Uterine cancer, the fourth most prevalent cancer in women and one that is on the rise in the United States, is caused by no one gene.
That’s why Allison Hickman, a geneticist at Clemson University, focused her research on identifying networks of genes linked in uterine cancer that could be possible targets for more effective pharmacological therapy.
According to the American Cancer Society, over 66,000 women in the United States will be diagnosed with uterine cancer this year. In 2022, more than 12,500 women will die from the disease.
Hickman used certain biomarker systems to compare normal tissue of the uterus and two cancerous tissues.These systems enable a more complete look into the cellular networks and pathways impacted in uterine cancer than earlier single-gene analysis in an attempt to identify similar patterns
“We were able to differentiate genes that had different associations in uterine cancer than they did in normal uterine tissue in our study,” said Hickman.
There is no single gene that influences whether or not a person will acquire cancer. Rather, it is a complicated gene system.
Hickman’s research discovered 11 genes related to cancer of the uterus. These genes have the potential to be therapeutic targets.
“For the first time in science history, we have the ability to look at the entire system, identify the broken bits, and then begin to repair them.” “It’s not about discovering a silver bullet for a single gene,” Feltus explained. “From a therapy standpoint, it’s about identifying the combinations for sets of genes.”
As an analogy, Feltus suggested a spider web. If you wish to get rid of the spider web, you can snip one strand of it, but it won’t go away. However, if you hit enough points on the spider web, it will collapse.
Hickman’s and other researchers’ study is significant because it allows scientists to investigate if treatments approved for other types of cancer target the same “broken genes.”

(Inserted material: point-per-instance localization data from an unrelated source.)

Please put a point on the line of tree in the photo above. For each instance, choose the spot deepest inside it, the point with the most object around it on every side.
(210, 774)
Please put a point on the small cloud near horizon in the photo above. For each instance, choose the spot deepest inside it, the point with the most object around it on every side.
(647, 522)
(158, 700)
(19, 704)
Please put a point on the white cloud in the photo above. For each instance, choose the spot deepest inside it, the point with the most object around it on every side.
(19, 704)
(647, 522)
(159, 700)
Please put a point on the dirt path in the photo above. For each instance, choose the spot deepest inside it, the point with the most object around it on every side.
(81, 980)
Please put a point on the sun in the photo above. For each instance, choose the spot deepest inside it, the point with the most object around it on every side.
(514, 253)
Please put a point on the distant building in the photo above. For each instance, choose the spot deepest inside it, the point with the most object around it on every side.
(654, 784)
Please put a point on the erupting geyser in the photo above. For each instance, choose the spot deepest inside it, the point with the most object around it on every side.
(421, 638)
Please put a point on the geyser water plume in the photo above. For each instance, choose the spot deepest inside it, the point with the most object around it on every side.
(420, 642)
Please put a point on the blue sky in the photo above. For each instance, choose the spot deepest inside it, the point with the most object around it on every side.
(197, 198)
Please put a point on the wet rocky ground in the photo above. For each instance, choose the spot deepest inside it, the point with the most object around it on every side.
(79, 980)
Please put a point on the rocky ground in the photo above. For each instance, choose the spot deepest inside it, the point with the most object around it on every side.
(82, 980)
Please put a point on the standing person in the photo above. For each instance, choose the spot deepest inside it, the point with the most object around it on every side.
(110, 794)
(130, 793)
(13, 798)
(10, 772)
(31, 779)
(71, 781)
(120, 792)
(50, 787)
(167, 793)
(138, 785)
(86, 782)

Hickman began by compiling data for genetic information from two online public databases: The Cancer Genome Atlas and the National Institutes of Health Genotype-Tissue Expression (GTEx project). She created condition-specific gene co-expression networks for endometrial cancer, uterine carcinosarcoma, and normal uterine tissue using Gaussian mixture models. She then studied potential co-regulation interactions by incorporating uterine regulatory edges.
According to Hickman, this method allows for the examination of genes that are involved in more than one biological activity and so have numerous expression patterns.